Un colloque international sur Pif le chien à Dijon. Le sujet d'étude peut intriguer, mais le propos est très sérieux. Des universitaires de Dijon, Besançon et ailleurs ont échangé sur le sujet pendant deux jours, les 8 et 9 octobre 2019.Ces journées étaient l'aboutissement d'un travail débuté par la numérisation de près de 7 000 strips de Pif le chien parus entre 1948 et 1968 dans L'Humanité.
L'un des aspects dont les chercheurs se sont emparés est le lien entre Pif et l'univers communiste. En raison de sa présence dans le journal du PCF (parti communiste français), on peut imaginer que Pif revêt forcément un caractère politique. En réalité ce n'est pas si évident, selon les travaux des chercheurs qui ont patiemment analysé les strips.
"Il y a des moments où ça passe au premier plan et où c'est explicite. Mais si on regarde les plus de 6 000 petites bandes dessinées, il y a peut-être une vingtaine de moments où la politique est exposée de façon directe.
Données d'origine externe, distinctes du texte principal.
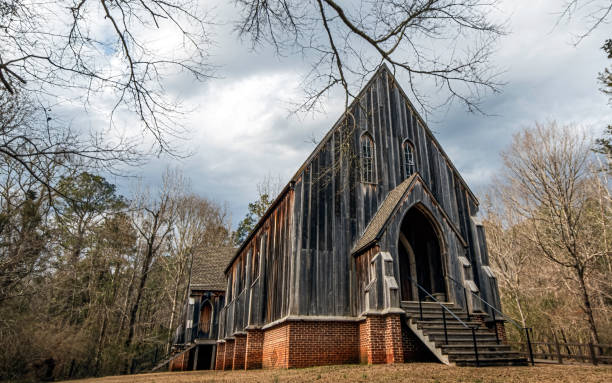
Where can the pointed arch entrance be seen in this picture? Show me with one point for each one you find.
(420, 256)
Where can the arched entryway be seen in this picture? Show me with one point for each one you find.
(420, 256)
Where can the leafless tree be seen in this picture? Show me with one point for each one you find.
(153, 218)
(199, 224)
(549, 183)
(449, 42)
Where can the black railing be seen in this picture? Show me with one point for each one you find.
(444, 310)
(526, 330)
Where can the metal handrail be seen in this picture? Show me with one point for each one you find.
(504, 317)
(444, 309)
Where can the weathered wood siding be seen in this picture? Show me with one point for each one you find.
(304, 243)
(258, 277)
(333, 207)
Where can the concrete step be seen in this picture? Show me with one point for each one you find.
(467, 346)
(501, 361)
(450, 325)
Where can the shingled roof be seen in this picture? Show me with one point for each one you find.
(379, 221)
(208, 266)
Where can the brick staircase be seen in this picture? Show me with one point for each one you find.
(459, 349)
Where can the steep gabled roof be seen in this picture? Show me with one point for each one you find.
(207, 272)
(383, 68)
(379, 222)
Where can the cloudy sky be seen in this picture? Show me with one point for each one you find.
(241, 129)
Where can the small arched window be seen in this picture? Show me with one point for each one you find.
(408, 159)
(367, 158)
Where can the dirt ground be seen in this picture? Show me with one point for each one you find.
(409, 372)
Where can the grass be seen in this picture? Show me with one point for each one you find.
(409, 372)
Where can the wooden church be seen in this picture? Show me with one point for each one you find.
(371, 254)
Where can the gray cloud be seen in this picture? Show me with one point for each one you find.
(240, 129)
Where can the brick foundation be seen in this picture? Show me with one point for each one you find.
(254, 349)
(239, 352)
(303, 343)
(414, 349)
(219, 358)
(380, 339)
(228, 358)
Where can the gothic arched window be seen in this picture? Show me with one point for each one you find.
(367, 158)
(408, 159)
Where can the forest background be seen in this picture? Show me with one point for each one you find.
(92, 282)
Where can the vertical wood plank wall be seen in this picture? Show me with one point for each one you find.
(307, 267)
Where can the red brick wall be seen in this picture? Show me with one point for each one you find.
(380, 339)
(276, 347)
(393, 339)
(316, 343)
(414, 349)
(220, 356)
(239, 352)
(292, 344)
(228, 359)
(254, 349)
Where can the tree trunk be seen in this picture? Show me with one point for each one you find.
(134, 309)
(586, 301)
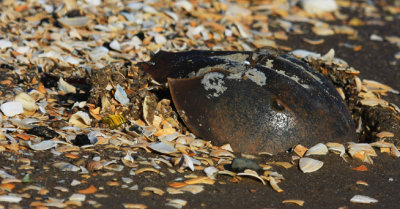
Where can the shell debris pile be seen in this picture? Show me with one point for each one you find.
(71, 92)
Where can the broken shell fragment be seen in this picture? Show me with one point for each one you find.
(80, 120)
(308, 165)
(28, 103)
(12, 108)
(319, 149)
(363, 199)
(254, 101)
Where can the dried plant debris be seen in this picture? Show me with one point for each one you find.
(75, 98)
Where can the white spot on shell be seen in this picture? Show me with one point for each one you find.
(269, 63)
(213, 81)
(256, 76)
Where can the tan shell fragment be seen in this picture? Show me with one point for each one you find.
(221, 153)
(362, 151)
(384, 134)
(308, 165)
(363, 199)
(318, 149)
(28, 103)
(298, 202)
(336, 148)
(80, 120)
(251, 173)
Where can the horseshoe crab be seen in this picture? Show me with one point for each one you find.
(255, 101)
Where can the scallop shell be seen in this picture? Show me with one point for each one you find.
(308, 165)
(318, 149)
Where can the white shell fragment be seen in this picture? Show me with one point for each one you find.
(4, 44)
(211, 172)
(80, 119)
(77, 197)
(12, 108)
(43, 145)
(28, 103)
(363, 199)
(251, 173)
(319, 149)
(319, 6)
(66, 87)
(10, 198)
(121, 96)
(308, 165)
(74, 21)
(162, 147)
(176, 203)
(362, 151)
(336, 148)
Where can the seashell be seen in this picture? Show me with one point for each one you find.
(95, 165)
(4, 44)
(308, 165)
(362, 151)
(10, 198)
(74, 21)
(66, 87)
(115, 45)
(211, 172)
(64, 166)
(80, 119)
(28, 103)
(176, 203)
(300, 150)
(301, 53)
(274, 185)
(385, 134)
(298, 202)
(221, 153)
(363, 199)
(323, 31)
(77, 197)
(336, 147)
(98, 53)
(270, 101)
(162, 147)
(43, 145)
(12, 108)
(319, 149)
(319, 6)
(186, 5)
(251, 173)
(194, 189)
(394, 152)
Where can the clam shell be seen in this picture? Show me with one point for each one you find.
(308, 165)
(318, 149)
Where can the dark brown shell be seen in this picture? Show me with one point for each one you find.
(255, 101)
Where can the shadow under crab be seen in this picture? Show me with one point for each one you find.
(255, 101)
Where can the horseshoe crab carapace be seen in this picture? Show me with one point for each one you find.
(255, 101)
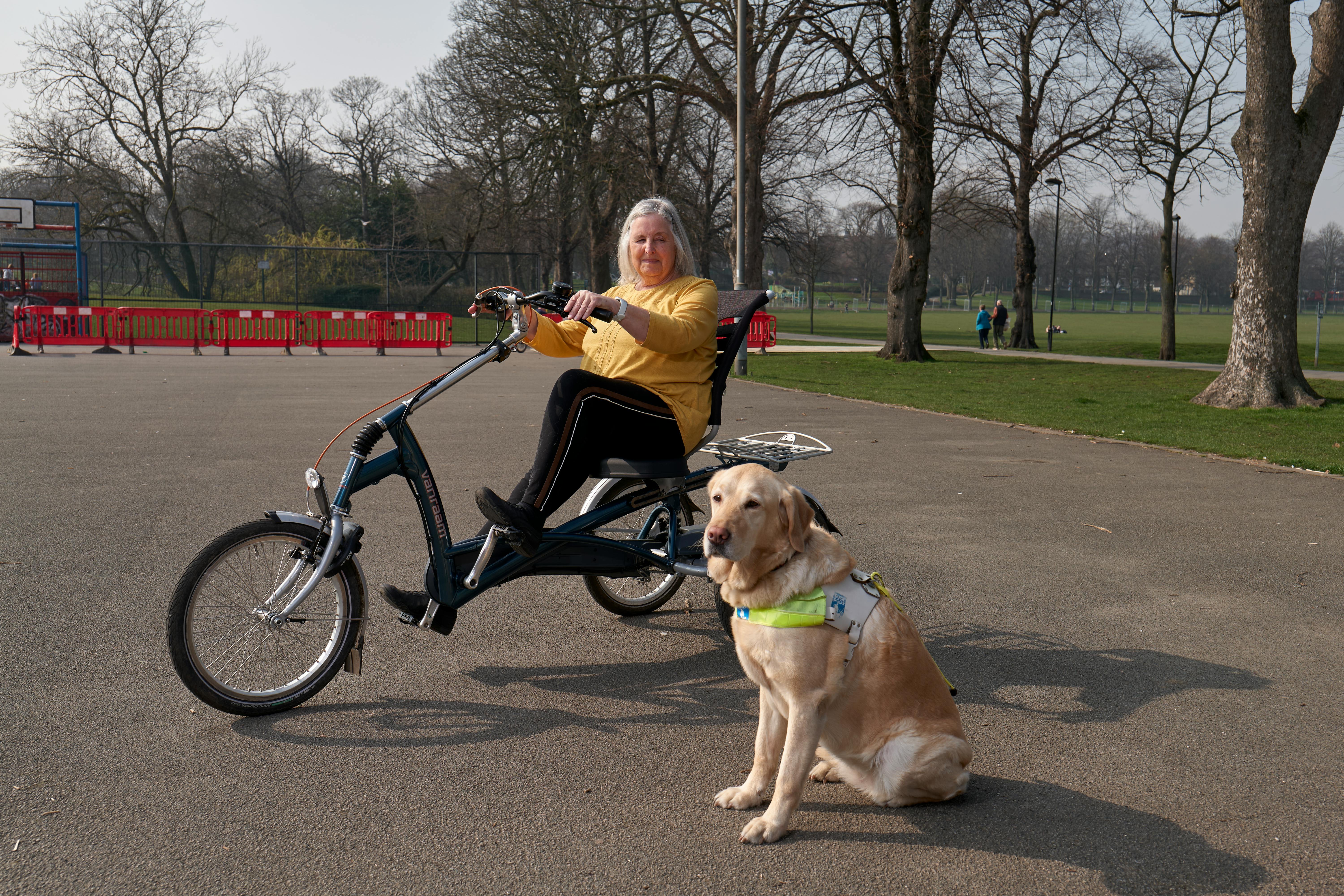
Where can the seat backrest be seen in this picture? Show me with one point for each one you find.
(741, 304)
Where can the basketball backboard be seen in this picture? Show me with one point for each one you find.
(17, 214)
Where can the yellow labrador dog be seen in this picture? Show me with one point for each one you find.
(885, 725)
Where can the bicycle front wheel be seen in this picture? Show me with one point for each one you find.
(222, 645)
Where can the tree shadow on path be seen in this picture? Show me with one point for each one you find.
(1054, 679)
(1136, 852)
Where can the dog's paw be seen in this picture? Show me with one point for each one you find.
(763, 831)
(737, 799)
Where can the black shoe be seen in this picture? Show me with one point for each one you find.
(523, 524)
(412, 606)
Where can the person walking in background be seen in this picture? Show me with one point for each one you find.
(983, 327)
(1001, 320)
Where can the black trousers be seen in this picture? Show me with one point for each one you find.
(591, 418)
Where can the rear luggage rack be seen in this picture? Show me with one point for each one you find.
(775, 453)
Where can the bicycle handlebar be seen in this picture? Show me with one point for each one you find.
(553, 302)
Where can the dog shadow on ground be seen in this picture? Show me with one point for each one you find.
(1136, 852)
(1050, 678)
(1029, 672)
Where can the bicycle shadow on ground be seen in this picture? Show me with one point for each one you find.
(1029, 672)
(1053, 679)
(1136, 852)
(702, 690)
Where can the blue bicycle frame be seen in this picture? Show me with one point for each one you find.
(566, 550)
C'est vraiment assez peu", indique Henri Garric, professeur de littérature comparée à l'université de Bourgogne.
"Pour le reste, en fait ça concerne la vie quotidienne. Donc, il y a une orientation en fonction d'une vision de ce que doit être la famille, ce que doit être la vie quotidienne. Mais dans l'ensemble, ce sont essentiellement des petites plaisanteries quotidiennes. Sans un regard un peu aiguisé, on ne l'identifierait pas immédiatement comme communiste par exemple", ajoute-t-il.
Construire une morale pour les enfants
"Dans le discours politique, on retrouve des figures imposées de la Guerre Froide, c'est-à-dire l'anti-américanisme, complète Jean Vigreux, professeur d'histoire contemporaine et directeur de la Maison des sciences de l'Homme de l'université de Bourgogne. Dans Pif, on aura des choses anti-américaines très fortes. On défend le vin français contre le Coca-Cola par exemple. Mais en revanche, on ne trouve pas de valorisation de l'Est, des pays de l'Est et de l'Union soviétique. La seule référence, c'est un petit dessin de Spoutnik en 1958 et c'est tout.""Ce sont des bandes dessinées qui étaient comprises dans un système d'encadrement de la société communiste globale, où il y avait des revues destinées aux femmes, des revues destinées aux jeunes, aux enfants, détaille Henri Garric, le professeur de littérature comparée.
Il y a un formatage idéologique qui est plus indirect, si on veut. Sur la représentation de la famille, du cercle familial tel qu'il doit fonctionner, sur l'éloge d'un certain rapport à la petite propriété, une moralisation contre le vol, contre des comportements déviants.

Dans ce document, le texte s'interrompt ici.